Le offerte possono essere inviate online, ma il book è mantenuto fuori mercato dal bookrunner. A differenza di un’emissione pubblica, il percorso del book building vedrà un numero minimo di domande e un ordine di grandi dimensioni per la domanda. Il prezzo a cui vengono emesse le nuove azioni viene determinato dopo la chiusura del book.
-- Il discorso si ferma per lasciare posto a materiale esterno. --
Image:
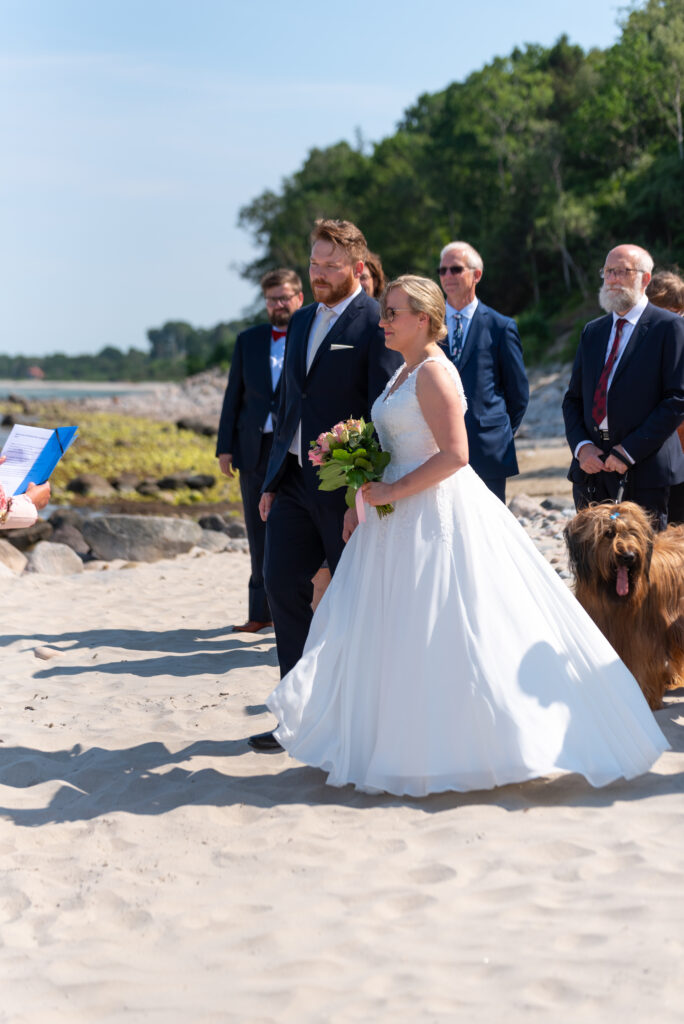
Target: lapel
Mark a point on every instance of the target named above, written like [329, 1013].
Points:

In genere, le offerte sono su invito solo per i clienti con un alto patrimonio.

Il book building offre diversi vantaggi rispetto alle tradizionali offerte a prezzo fisso in quanto facilita la scoperta del prezzo ottimale per i titoli valutando la domanda degli investitori; offre flessibilità adeguandosi alle condizioni di mercato; aumenta la trasparenza offrendo informazioni utili sulle dinamiche delle domande e sui prezzi.

È giusto ricordare anche gli svantaggi: il book building coinvolge principalmente investitori istituzionali o ad alto patrimonio, escludendo quindi quelli al dettaglio con risorse limitate; c’è il rischio che investitori o sottoscrittori sofisticati possano manipolare il processo di offerta; il processo può portare poi ad incertezza nei prezzi e volatilità sui mercati, soprattutto se c’è una variazione significativa nelle offerte degli investitori.

Le aziende preferiscono il processo di book building per la determinazione del prezzo delle IPO perché offre maggiore trasparenza ed efficienza nella raccolta di capitali ma può portare a prezzi troppo alti o troppo bassi, influenzando l’interesse degli investitori e la percezione del mercato.